As the king returns to his throne, Goopy Geer wears his jester outfit to please him. He performs a ventriloquist act with a hand puppet of himself, only for a jack-in-the-box caricature of Rudy Vallée to offend the king. He walks to the entrance to find an eavesdropper, then proceeds to dance across the room. Meanwhile, a cat chases a mouse, who enters its mousehole and returns in full armor, throwing the lance at the cat as it escapes.

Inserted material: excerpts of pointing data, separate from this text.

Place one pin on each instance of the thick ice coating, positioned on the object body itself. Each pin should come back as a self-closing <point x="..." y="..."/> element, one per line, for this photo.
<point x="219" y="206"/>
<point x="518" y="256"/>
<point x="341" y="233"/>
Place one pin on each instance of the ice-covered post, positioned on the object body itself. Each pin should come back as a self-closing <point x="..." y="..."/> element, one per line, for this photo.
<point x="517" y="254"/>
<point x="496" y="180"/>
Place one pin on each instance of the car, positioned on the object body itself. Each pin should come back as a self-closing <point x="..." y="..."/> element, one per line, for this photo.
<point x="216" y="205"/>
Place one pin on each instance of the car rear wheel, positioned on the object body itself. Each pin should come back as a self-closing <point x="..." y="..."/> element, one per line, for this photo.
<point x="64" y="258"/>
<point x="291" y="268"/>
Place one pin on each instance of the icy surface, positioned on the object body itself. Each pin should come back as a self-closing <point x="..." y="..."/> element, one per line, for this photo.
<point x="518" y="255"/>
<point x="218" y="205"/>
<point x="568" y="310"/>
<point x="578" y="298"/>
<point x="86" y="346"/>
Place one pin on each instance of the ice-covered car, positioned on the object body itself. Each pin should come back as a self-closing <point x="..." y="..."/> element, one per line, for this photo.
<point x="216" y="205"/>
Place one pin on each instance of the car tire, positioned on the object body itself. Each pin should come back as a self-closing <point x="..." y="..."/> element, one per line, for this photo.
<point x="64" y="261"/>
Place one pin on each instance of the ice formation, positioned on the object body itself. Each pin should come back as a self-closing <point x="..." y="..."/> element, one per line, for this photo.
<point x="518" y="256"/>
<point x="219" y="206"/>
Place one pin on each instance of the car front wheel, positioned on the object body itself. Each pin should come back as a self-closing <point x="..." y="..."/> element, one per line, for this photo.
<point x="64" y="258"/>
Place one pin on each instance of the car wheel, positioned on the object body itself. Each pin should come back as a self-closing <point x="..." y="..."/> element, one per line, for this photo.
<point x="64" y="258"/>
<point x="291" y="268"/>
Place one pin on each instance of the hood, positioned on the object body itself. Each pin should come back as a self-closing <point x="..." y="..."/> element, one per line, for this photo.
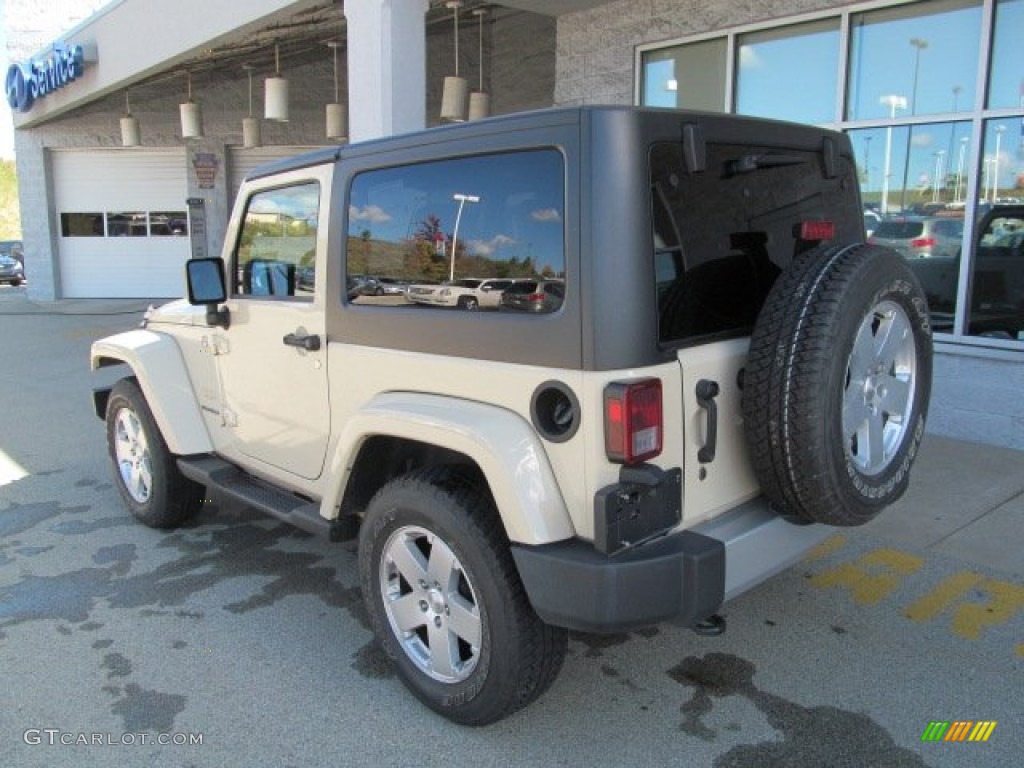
<point x="178" y="312"/>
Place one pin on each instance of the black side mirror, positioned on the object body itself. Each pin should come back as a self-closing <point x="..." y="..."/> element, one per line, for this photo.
<point x="206" y="286"/>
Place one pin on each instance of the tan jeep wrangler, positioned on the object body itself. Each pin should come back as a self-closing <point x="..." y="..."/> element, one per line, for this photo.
<point x="727" y="372"/>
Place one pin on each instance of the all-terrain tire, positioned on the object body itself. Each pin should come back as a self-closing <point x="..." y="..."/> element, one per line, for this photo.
<point x="837" y="384"/>
<point x="445" y="601"/>
<point x="144" y="470"/>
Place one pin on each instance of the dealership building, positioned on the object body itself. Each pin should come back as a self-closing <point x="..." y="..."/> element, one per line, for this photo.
<point x="134" y="129"/>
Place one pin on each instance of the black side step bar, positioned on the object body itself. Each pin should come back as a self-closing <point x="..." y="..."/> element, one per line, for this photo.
<point x="227" y="480"/>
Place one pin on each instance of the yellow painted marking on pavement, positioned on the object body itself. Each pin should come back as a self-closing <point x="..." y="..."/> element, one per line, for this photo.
<point x="827" y="547"/>
<point x="970" y="619"/>
<point x="871" y="578"/>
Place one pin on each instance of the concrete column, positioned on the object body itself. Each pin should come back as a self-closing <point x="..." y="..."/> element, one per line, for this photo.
<point x="386" y="67"/>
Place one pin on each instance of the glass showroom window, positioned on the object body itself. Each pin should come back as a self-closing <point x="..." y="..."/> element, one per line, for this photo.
<point x="996" y="300"/>
<point x="1006" y="88"/>
<point x="913" y="169"/>
<point x="688" y="77"/>
<point x="769" y="62"/>
<point x="914" y="59"/>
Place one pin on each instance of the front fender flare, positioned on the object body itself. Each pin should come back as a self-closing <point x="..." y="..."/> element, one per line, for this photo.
<point x="500" y="441"/>
<point x="156" y="358"/>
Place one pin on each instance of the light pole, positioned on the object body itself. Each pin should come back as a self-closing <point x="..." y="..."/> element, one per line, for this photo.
<point x="960" y="167"/>
<point x="939" y="174"/>
<point x="463" y="200"/>
<point x="894" y="102"/>
<point x="867" y="163"/>
<point x="919" y="45"/>
<point x="999" y="130"/>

A Black Knight enters and spits on the armor the princess repaired, causing it to explode and reduced to scrap metal. He then spots the princess and abducts her. Goopy Geer notices the commotion and leaves to fight the knight. He wields a halberd while fighting the knight, who wields a giant sword, but is accidentally sent flying off a pole. He lands into a cupboard and returns with a makeshift set of armor made of kitchen equipment. It does not last as the knight sends him tumbling onto another pole, on which a ram's head is placed and falls onto Goopy's head. Goopy then rams the knight, shattering his armor and revealing his lanky appearance. Humiliated, the knight recovers his armor by shaking it in a container and leaves hurriedly, while Goopy Geer mocks him, still wearing the ram's head.

==Reception==
The Film Daily noted that "action and musical work are okay". The Motion Picture Herald called it "clever in idea and amusing in execution".